Thursday, February 15, 2007

Recent Acquisitions.

I love my books. Although my collecting tastes are eclectic, the following volumes - all recently acquired - show that there are patterns in my habit.

What do I like to collect?

Lawrence Block (about 140 volumes)
Fredric Brown
R. Austin Freemam
H.C. Bailey
Ellery Queen
Jacques Futrelle

Dwight V. Babcock
Doubleday Crime Club
Dell Mapbacks
Any mystery/crime novel with a Lewis Carroll allusion in the title (this started after I read Fredric Brown's Night of the Jabberwock).

I also have quite a few volumes of Rex Stout, John Dickson Carr, Erle Stanley Gardner, and Ed McBain, but so many of these are paperback reprints, so I'm not sure they're in the same ballpark. I have a lot of books by the three MacDonalds (Philip MacDonald, John D. MacDonald, and Ross Macdonald).

I came across this paperback of George Bagby's Mysteriouser and Mysteriouser, in which the Alice and Wonderland statue in Central Park plays prominently. Bagby is a pseudonym of Aaron Marc Stein's. I also have the hardcover first of this, which incidentally is a Doubleday Crime Club volume.

I met and had dinner with Bill DeAndrea at the Seattle Bouchercon in 1994. We corresponded briefly until his death a few years later. I liked him and his books, of which I own most titles. He wrote two books under the name Philip Degrave, Unholy Moses and Keep the Faith, Baby. I recently replaced my paperback (Paperjacks ©) copy with this Doubleday Crime Club first.

Larry Block has written under many pseudonyms, some that I'm sure he's rather forget about. While at Left Coast, I picked up two paperback firsts written under the name Paul Kavanaugh

Here are a few recently found Crime Clubs. Doubleday began publishing books with the Crime Club symbol (a composite of a guy with a gun, a guy falling, and the letters C-R-I-M-E) in 1928, and continued into the 1990s. Ellen Nehr was the authority on these for many years. After her death, Bill Deeck took up the mantle. I'm not sure if anyone is keeping up with the scholarship these days.
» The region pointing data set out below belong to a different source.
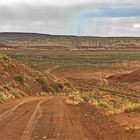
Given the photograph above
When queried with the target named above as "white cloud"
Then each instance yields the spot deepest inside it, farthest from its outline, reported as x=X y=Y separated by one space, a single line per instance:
x=136 y=25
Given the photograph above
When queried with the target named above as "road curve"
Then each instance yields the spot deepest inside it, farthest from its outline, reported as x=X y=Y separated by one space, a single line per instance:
x=42 y=118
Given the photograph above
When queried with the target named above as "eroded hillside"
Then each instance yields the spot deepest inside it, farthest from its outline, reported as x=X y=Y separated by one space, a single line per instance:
x=17 y=79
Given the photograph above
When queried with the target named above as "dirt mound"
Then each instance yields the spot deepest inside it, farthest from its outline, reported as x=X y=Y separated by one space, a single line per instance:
x=17 y=78
x=130 y=77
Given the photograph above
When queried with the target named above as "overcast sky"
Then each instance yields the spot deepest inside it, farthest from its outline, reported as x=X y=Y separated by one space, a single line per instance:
x=76 y=17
Anthony Berkeley's Silk Stocking Murder was published during the Crime Club's first year.

The Crime Conductor by Philip MacDonald, was published in 1931. Philip was the only one of the MacDonalds to be British (although he moved to California in the 1930s. He is probably best known for The List of Adrian Messenger and The Warrent for X.

H.C. Bailey wrote volumes of short stories featuring the cherubic physician Reggie Fortune. He also wrote numerous novels featuring a sly lawyer named Joshua Clunk. Bailey may be difficult reading for modern tastes, but a brilliant writer. Shadow on the Wall was the first novel-length "Reggie Fortune" story to be published.

Future blog postings will focus on Futrelle, Babcock, and whatever else strikes my fancy.